Jindal, on the other hand, has slashed higher education funding (shifting a larger tuition burden on students and their families), fired or driven off university presidents and system leaders who demonstrate any hint of protecting the system from his meddling. The cuts have gone so deep that the Tiger Athletic Foundation had to step in to provide some funding for the university to help maintain some semblance of academic funding commitment at the university.
Jindal is actively working to destroy the state’s public hospital system that LSU has operated since 1997. He’s used the Medicaid clawback to implement drastic cuts in the system that are aimed at crippling those hospitals before the 2014 provisions of the Affordable Care Act provide funding streams that would provide a sustainable path forward for them. About 1,500 workers at those hospitals will lose their jobs, in addition to hundreds of behavioral health workers.
The Governor’s decision to concentrate the Medicaid cuts necessitated by the clawback approved by Congress earlier this year has destabilized graduate medical education in the state. LSU’s graduate medical education program is due to have its accreditation reviewed next year and the accrediting agency has already notified the head of LSU’s hospital system that the deep cuts and hastily executed changes in residency programs is causing concern.
LSU’s Health Science Center Hospital in Shreveport recently lost its certification as a Tier One Trauma Center after years of budget cuts degraded the staffing and service levels needed to maintain that standing.
Despite indications that the cuts to the LSU Hospitals are wildly unpopular, the Legislature has proven itself unwilling or unable to intervene to stop the destruction of the public hospital system. There is a statutory threshold of 35% cuts that would enable the Legislature to intervene in the process. One Democratic lawmaker says that threshold has been crossed.
Now, with his hand-picked LSU Board of Supervisors firmly in charge of the system, the Governor has moved to reorganize the entire system with a plan that will concentrate power in Baton Rouge. The board recently moved to consolidate the position of LSU System President and Chancellor of the Baton Rouge campus on orders from the Governor — and apparently in violation of the state public meetings law.

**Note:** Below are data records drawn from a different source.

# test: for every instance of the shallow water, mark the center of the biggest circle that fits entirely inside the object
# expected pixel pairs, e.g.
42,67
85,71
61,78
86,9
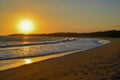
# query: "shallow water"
44,49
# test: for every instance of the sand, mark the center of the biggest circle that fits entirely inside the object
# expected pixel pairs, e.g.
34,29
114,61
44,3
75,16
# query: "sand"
100,63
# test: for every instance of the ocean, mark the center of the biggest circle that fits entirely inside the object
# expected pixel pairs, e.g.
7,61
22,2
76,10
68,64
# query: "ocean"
16,51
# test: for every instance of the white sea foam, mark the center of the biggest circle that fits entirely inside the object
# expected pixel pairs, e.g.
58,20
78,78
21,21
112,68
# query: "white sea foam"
47,48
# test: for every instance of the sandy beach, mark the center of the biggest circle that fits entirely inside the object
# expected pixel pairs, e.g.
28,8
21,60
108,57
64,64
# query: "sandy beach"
100,63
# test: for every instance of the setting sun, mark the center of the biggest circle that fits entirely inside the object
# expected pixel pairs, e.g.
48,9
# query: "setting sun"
26,26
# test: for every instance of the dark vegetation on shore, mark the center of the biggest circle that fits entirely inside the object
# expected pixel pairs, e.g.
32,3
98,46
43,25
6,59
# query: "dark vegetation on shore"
111,33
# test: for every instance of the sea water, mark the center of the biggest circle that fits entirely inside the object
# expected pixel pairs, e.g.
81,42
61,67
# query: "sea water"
17,51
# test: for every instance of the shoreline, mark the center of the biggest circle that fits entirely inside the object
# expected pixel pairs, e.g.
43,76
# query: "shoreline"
100,63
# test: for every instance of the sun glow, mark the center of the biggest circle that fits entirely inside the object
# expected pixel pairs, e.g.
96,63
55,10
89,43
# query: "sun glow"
26,26
27,61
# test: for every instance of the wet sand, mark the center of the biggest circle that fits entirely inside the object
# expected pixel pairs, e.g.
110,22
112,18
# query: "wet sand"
102,63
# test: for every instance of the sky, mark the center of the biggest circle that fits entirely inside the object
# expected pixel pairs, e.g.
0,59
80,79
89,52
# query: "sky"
51,16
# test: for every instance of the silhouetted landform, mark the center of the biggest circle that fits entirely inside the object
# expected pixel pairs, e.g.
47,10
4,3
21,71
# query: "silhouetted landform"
111,33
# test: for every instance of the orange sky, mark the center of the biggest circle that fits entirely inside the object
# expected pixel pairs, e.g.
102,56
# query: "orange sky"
60,15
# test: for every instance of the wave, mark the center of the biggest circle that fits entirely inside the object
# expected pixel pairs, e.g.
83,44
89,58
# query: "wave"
39,43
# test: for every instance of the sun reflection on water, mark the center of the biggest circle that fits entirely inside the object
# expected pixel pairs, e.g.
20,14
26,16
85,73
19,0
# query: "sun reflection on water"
28,61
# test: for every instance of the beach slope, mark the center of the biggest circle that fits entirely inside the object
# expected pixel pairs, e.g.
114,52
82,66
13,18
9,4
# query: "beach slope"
102,63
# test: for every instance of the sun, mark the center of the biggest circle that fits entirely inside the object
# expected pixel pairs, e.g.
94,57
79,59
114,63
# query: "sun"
26,26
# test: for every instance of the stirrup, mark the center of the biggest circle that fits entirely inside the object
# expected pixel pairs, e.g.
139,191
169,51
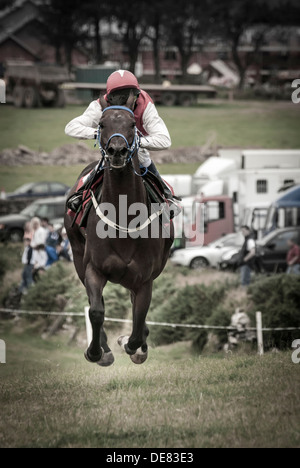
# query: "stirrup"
74,202
174,208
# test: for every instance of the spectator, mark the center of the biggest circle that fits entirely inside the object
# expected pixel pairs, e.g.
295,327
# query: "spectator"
64,249
40,259
27,261
39,233
293,257
240,322
28,233
247,256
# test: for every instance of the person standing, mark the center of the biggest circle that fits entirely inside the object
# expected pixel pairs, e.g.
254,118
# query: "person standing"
247,255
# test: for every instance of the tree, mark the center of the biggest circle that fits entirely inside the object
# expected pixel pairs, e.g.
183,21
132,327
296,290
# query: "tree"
133,25
232,18
186,25
65,26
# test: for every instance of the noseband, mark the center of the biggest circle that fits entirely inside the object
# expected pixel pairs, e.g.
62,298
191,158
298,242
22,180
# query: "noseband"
130,148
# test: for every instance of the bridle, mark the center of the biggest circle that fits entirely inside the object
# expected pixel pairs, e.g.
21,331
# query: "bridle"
134,147
130,148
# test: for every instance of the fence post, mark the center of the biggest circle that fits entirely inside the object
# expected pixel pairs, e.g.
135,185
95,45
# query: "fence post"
260,343
88,325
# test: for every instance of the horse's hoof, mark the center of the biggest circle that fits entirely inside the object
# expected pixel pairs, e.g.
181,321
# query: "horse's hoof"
139,357
94,358
106,360
122,341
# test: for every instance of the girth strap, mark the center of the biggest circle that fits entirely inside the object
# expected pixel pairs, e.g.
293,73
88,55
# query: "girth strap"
117,227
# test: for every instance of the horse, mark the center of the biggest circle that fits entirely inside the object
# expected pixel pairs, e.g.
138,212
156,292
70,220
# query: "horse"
131,261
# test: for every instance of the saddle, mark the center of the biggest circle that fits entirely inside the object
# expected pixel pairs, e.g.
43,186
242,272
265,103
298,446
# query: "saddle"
153,186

Word in Baton Rouge for months has been that Jindal’s man for that new job is Louisiana Economic Development Secretary Stephen Moret.
The extent of Jindal’s meddling in the operation of the system itself has raised questions about whether the university can retain its accreditation (being free of political influence is a criteria for accreditation of public colleges and universities).
There are indications that community and business leaders across the state are alarmed by the rapid changes that are being designed out of public view and without public input. Like the voucher program approved this spring, like the health care cuts that have unfolded in late summer and early fall, the implications of the LSU reorganization have not been thought through.
Jindal has no ties to LSU. He never attended the school. The only experience he has with higher education in Louisiana was his ill-fated two-year stint as head of the University of Louisiana system during the Mike Foster administration.
These far-reaching changes will have a long-lasting impact on the state. With a subservient Board of Supervisors, Jindal is operating the LSU System like it is his personal playground.Jindal’s secretively conceived and recklessly implemented changes at LSU are going to have long lasting implications that will not be clear for years to come.